È polemica sulla decisione della regione Veneto di garantire l’accesso gratuito alla fecondazione assistita alle donne fino ai 50 anni e agli uomini di 65 anni. La novità è proprio l'innalzamento dell'età limite per le donne, in un primo tempo indicata fino a 43 anni. Pur tenendo contro delle ragioni scientifiche - che parlano di un drastico calo delle possibilità di successo dopo i 43-44 anni – l’assessore veneto alla sanità ha sottolineato le ragioni umane che tengono conto dell'aumento delle aspettative di vita e di conseguenza del fatto che l'aspirazione alla maternità è forte nelle donne anche in età più avanzata rispetto ai 42-43 anni.

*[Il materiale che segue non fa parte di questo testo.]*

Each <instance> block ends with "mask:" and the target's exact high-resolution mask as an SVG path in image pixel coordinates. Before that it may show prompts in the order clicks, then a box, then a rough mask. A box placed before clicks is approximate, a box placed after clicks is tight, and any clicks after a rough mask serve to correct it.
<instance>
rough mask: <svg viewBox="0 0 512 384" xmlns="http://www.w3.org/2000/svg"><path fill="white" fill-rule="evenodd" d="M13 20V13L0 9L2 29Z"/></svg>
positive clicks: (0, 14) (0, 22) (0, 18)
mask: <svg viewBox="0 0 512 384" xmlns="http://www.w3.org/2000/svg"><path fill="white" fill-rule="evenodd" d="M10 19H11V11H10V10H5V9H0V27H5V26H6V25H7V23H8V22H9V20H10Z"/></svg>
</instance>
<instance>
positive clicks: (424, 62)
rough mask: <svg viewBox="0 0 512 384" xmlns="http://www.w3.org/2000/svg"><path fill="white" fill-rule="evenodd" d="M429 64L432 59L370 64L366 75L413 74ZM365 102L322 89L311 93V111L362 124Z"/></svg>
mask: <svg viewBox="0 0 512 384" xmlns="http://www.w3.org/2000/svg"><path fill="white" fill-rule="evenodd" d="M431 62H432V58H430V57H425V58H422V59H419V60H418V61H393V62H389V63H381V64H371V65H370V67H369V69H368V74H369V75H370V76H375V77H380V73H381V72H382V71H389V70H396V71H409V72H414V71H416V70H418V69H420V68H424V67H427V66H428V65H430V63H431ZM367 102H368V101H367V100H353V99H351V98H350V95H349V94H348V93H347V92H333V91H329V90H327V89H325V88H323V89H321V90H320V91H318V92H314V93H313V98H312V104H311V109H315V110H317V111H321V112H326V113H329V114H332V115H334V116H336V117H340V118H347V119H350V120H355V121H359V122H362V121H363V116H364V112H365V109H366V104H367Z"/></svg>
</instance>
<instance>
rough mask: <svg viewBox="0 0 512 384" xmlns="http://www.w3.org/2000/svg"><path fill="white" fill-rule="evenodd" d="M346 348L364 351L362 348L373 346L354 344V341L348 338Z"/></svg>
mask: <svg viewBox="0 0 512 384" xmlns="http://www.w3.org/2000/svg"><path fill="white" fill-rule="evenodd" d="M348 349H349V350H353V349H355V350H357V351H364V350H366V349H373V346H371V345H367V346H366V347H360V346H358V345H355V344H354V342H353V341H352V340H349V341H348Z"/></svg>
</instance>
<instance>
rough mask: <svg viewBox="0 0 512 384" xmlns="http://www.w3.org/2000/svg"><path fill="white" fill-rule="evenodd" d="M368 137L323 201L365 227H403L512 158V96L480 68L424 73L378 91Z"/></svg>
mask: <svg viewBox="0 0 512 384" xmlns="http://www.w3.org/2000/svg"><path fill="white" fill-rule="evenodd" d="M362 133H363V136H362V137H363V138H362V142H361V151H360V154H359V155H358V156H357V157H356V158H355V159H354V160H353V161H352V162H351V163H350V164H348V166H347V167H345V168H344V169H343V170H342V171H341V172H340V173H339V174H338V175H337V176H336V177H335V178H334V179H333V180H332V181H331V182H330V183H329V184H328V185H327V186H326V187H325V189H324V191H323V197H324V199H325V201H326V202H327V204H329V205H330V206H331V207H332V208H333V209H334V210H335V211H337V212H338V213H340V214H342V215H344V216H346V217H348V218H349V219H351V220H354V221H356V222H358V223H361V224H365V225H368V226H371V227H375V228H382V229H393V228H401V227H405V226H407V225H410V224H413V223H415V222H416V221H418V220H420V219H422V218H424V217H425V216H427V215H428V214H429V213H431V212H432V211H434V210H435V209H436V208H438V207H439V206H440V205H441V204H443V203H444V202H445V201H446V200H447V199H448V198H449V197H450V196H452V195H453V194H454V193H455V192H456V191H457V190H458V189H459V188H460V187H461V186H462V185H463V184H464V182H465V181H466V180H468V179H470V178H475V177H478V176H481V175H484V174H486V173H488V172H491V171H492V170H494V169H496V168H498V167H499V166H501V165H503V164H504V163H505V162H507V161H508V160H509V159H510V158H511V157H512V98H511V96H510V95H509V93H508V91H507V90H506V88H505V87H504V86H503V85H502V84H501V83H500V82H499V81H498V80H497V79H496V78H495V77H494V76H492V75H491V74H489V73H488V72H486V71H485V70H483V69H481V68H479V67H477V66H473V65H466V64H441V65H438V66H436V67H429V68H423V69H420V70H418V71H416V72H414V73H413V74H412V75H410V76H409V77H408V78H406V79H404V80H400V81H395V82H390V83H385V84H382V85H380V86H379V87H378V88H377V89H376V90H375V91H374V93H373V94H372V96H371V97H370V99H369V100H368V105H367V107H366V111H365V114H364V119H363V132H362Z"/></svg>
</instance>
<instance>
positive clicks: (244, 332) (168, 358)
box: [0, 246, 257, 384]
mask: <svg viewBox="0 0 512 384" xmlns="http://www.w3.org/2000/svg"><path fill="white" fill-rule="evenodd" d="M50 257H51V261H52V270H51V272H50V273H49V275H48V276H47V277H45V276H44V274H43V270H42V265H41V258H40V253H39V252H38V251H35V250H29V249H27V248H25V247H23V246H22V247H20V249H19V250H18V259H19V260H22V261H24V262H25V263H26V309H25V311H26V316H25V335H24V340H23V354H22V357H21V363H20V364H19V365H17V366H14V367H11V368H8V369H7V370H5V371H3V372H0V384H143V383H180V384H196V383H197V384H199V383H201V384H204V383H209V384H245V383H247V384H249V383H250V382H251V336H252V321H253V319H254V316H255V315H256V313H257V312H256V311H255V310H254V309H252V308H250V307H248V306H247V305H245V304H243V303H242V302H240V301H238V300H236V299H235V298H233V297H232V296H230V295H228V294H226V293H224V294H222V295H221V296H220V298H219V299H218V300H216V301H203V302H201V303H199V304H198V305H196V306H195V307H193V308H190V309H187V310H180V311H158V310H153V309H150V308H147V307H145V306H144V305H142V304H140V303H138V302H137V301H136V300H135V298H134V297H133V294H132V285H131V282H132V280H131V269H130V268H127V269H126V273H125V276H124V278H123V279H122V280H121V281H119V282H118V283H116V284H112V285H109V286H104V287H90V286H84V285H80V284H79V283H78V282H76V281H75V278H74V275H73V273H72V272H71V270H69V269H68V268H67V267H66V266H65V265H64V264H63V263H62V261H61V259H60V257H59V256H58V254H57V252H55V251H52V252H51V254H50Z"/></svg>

Come associazione condividiamo invece le perplessità che tutto il mondo medico, a partire dal comitato tecnico, ha espresso sulla materia: «In Italia non si registrano parti di donne sopra i 43 anni sottoposte a procreazione assistita. Ricorrere a tale tecnica per una cinquantenne significa ingolfare le liste d’attesa e sprecare soldi, che vengono sottratti a pazienti trentenni con tutte le carte in regola per diventare mamme» e ancora «non è condivisibile un limite d’età così avanzato perché aumentano i rischi di parto prematuro, di morte del feto e di eventi avversi per la gestante, che può incorrere in problemi cardiopolmonari, renali, di ipertensione e coagulazione».
Pur comprendendo umanamente le speranze di chi si avvale di queste opportunità, ci lascia molto perplessi il pensare ad una mamma sessantenne che accompagna per la prima volta il figlio a scuola e il sapere che solo il 19% dei trattamenti praticati dopo i 42 anni si conclude con successo diventando così il restante 81% uno spreco di denaro pubblico. Perché invece non destinare queste risorse alla natalità giovanile? Forte è il sospetto che la delibera regionale possa favorire le categorie più abbienti abituate a frequentare – per questo genere di cose - le cliniche private. Ora infatti potranno risparmiare molti denari perché potranno contare sul contributo pubblico.